ICRA reported a downward shift in their rating because the revenue and profitability of the company experienced a decline in the financial year 2020. The decrease in revenue was accounted to reduced revenue from government and the international market.

On 29 July 2021, Tata Sons, through its subsidiary Panatone Finvest Limited, initiated an investment in Tejas Networks to buy a 43.35% stake for Rs 1884 crore through shares and warrants.

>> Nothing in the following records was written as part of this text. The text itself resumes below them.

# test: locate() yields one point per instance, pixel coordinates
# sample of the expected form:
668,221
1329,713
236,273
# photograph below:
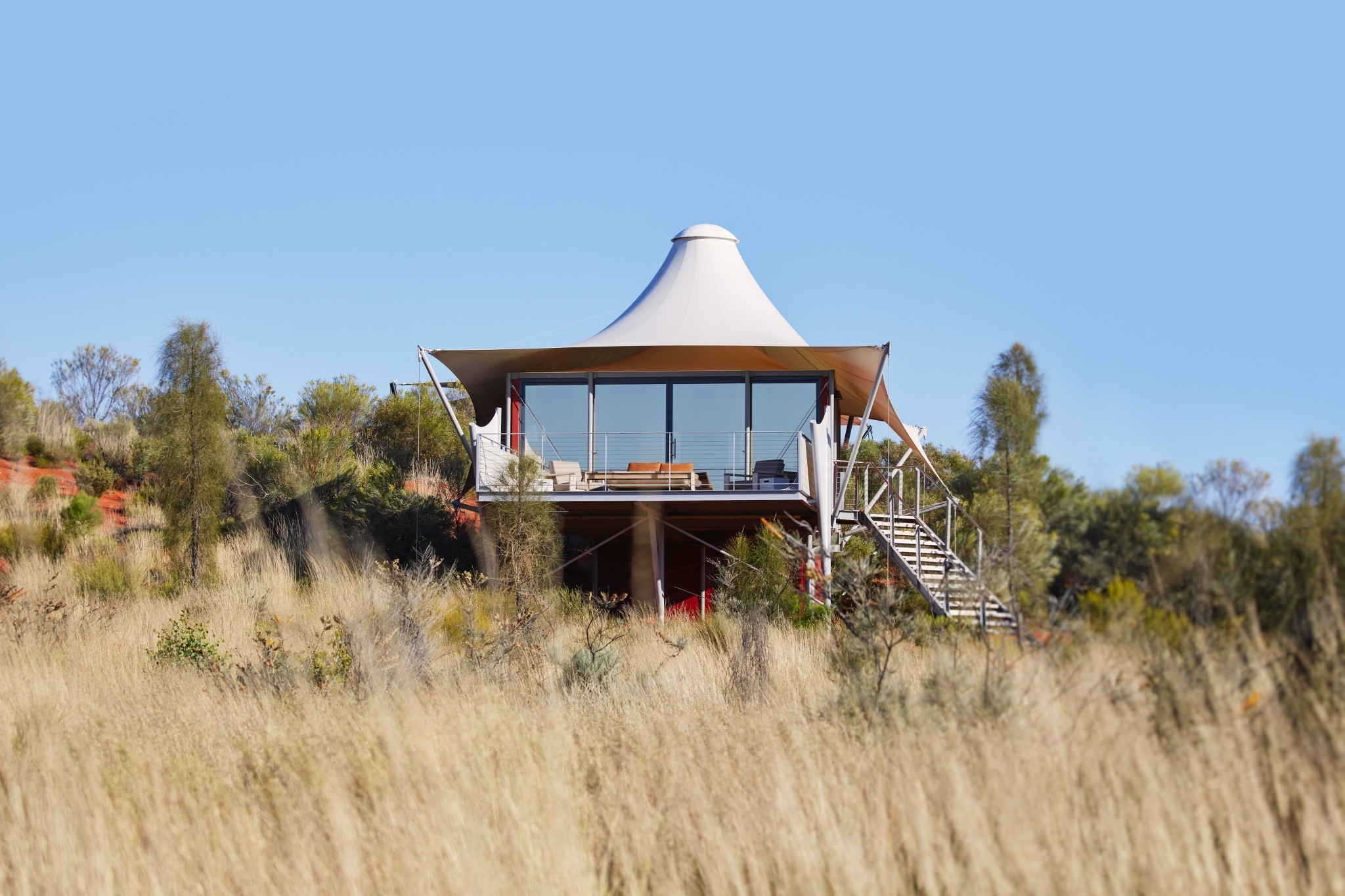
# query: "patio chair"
771,476
568,476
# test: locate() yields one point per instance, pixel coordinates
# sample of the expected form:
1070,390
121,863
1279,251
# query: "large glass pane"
779,412
554,421
709,427
630,423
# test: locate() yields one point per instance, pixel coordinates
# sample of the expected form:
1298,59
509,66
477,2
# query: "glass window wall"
780,409
630,425
553,421
709,422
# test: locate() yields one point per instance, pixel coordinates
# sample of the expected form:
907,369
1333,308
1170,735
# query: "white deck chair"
568,476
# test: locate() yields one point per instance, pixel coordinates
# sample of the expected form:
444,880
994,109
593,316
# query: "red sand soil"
112,503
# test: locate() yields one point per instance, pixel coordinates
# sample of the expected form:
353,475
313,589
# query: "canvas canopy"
703,312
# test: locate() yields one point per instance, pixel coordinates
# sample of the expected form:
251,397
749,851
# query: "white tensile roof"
703,296
703,312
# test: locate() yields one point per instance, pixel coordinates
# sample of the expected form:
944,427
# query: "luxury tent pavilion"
688,419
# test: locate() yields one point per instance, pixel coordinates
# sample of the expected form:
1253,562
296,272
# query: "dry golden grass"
1101,769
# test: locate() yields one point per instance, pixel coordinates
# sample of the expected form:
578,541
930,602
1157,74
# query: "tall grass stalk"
1107,766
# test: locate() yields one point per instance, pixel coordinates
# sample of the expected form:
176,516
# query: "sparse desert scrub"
1101,767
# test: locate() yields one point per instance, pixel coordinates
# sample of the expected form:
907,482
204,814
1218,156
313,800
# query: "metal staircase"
888,503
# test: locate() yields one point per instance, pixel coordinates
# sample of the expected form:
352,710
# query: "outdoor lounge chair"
568,476
771,475
646,476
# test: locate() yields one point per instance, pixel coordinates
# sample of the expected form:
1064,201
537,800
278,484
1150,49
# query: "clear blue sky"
1149,195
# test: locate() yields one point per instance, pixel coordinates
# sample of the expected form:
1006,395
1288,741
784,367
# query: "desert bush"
54,436
332,660
759,576
95,477
18,412
51,539
1121,609
45,489
81,516
596,658
413,425
275,671
101,576
341,405
522,535
114,444
187,643
873,622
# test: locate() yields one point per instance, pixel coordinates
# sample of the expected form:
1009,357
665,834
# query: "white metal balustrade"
680,461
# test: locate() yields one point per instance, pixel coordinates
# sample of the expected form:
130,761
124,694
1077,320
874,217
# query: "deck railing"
677,461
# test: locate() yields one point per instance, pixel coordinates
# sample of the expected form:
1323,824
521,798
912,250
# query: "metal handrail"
946,544
903,508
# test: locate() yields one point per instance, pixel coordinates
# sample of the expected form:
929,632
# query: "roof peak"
704,295
705,232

According to The Economic Times, Tejas Networks is looking to use Tata group’s backing to expand its telecom products portfolio. In March 2022, Tejas Networks acquired 64% of Saankhya Labs, an Indian wireless communication and semiconductor company. In April 2022, Tata Sons, through Panatone Finvest Limited, increased its shareholding of Tejas Networks to 52.45%, and thus, acquired the majority of Tejas' shares.

== Business ==
Tejas also has products created on 10G-PON technology, and its equipment are upgradable to 5G. They help private telecom operators in India by supplying GPON equipment. They are partnering with system integrators to bid for BSNL’s 4G tender and investing in 4G wireless. Tejas also supports BSNL’s optical transmission network.

The company is supplying its products to Bharti Airtel for supporting optical network and implementing 5G backhaul, B2B services and broadband applications.

Tejas Networks also supplies GPON equipment to private telecom operators in India.

Tejas' GPON solution has been deployed in BharatNet, it is the world's largest greenfield rural broadband rollout delivering high-speed Internet services to more than 200 million people. Tejas Equipments have helped provide broadband internet to all of India's gram panchayats and has helped connect 40,000 villages so far. Tejas’ broadband products are helping 70% requirement of the BharatNet project.

Tejas Networks has filed for 520+ patents, of which 127 have been granted. They compete with other players in market like Ericsson, Nokia-Siemens, Huawei, Alcatel-Lucent, Ciena and Adva. With the help of PLI Scheme, Tejas is increasing the production to support local demand and reduce $5 billion import bill for the FTTx segment.

== Awards and recognition ==
Tejas Networks was recognized with the 2023 Voice and Data Excellence award in the "Make in India" category for their state-of-the-art TJ1400 Access and Aggregation Routers.

== Partnerships ==
In April 2023, Tejas Networks secured a significant contract valued at Rs 696 crore from BSNL to upgrade their pan-India IP-MPLS-based Access and Aggregation Network (MAAN). This project involved supplying over 13,000 of Tejas Networks' next-generation TJ1400 routers.

In August 2023, Tejas Networks secured a ₹7,492 crore contract to supply its latest 4G/5G Radio Access Network (RAN) equipment for BSNL pan-India network, encompassing 100,000 sites. This involved a contract with Tata Consultancy Services (TCS) for supplying, supporting, and maintaining Tejas' equipment for BSNL's nationwide 4G/5G network.

In October 2023, Tejas Networks started its collaboration with FibreConnect, an Italian wholesale telecom infrastructure developer. Tejas Networks is the sole supplier for FibreConnect's FTTP (fiber-to-the-premise) rollout, providing a range of products including DWDM/PTN/OTN for Core, xPON and Ethernet for Access. This collaboration for Italian government's 'Transition 4.0' plan to digitize the manufacturing sector by providing broadband infrastructure to underserved industrial areas.

In March 2024, Tejas Networks signed a Memorandum of Understanding (MoU) with Telecom Egypt (TE), the Information Technology Industry Development Agency (ITIDA), and the National Telecom Institute (NTI) of Egypt. They started large-scale broadband projects in India, specifically the Bharatnet (rural broadband) and NKN (National Knowledge Network) initiatives, to develop similar infrastructure in Egypt and set up technical support services within Egypt to cater to both domestic and regional (Africa and the Middle East) customers. This partnership is to contribute to Egypt's "Digital Egypt" vision by expanding internet access, fostering technological expertise, and creating job opportunities in the telecom sector.